Georgia is in a world of hurt at the running back position this week. Good thing they’ll be facing New Mexico State.
First, Richard Samuel — who really made a difference in Saturday’s win over Florida — is likely to miss the rest of the regular season after undergoing surgery on his left ankle today. UGA’s second-leading rusher hurt the ankle on the final play of the game.
“Richard really had probably his finest performance in a really big game and for it to happen on the last play is just sad for him,” Mark Richt said.
The injury to the tailback-turned-linebacker-turned-tailback is especially rough considering the news that broke a bit later in the day — Georgia has suspended three tailbacks for Saturday’s game due to a violation of team rules.
That group includes Isaiah Crowell and backups Carlton Thomas and Ken Malcome. And that leaves Georgia with two former walk-ons to carry the ball this weekend — sophomore Brandon Harton and senior Wes Van Dyk.
“We have certain standards in all that we do and their actions do not reflect the Georgia way,” Mark Richt said via statement. “They will serve their suspensions, learn a lesson and I’m sure be better men for it.”
As we always ask in situations like this — Did the players’ rules violations occur after Saturday’s game with Florida? Or did Richt simply decide to hold off on the suspension until after his team had played its biggest SEC rival?
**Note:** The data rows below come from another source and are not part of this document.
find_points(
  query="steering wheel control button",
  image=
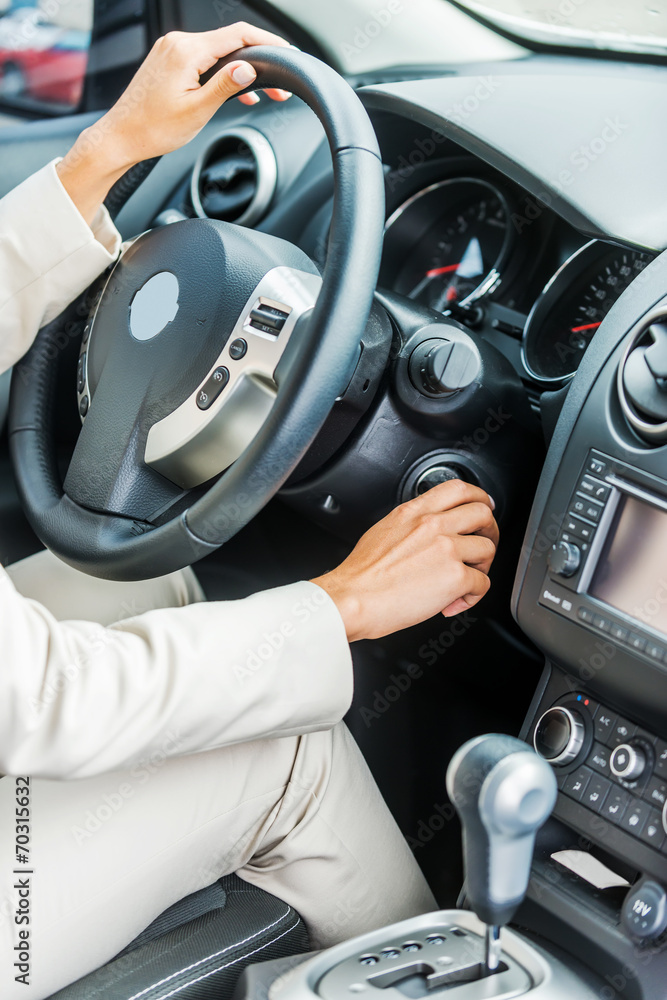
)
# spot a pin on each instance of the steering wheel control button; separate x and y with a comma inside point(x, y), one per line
point(559, 735)
point(564, 558)
point(644, 913)
point(628, 761)
point(267, 319)
point(212, 388)
point(81, 373)
point(238, 349)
UPDATE – Rumors had swirled on Georgia messageboards last week that Crowell and other players had failed a drug test. Some outlets are reporting today that the three players did fail a drug test. Coincidence?
Marc Weiszer of The Athens Banner-Herald asked Georgia AD Greg McGarity if the players’ punishment had been delayed until after the Florida game last weekend. “Absolutely not,” he responded. “It was all timing.”
Well, if the school knew the players were going to fail the test and they said, “Don’t show me the results until Monday,” it wouldn’t be the first time that kind of thing happened in the SEC.
And that’s one more reason — get ready for us to beat our favorite drum — that the SEC should implement a uniform drug policy for all of its member institutions. Instead, we’re going to be dealing with a lot of questions regarding who at Georgia knew what and when did they know it. That kind of publicity isn’t good for the conference on the eve of its mega-game between Alabama and LSU.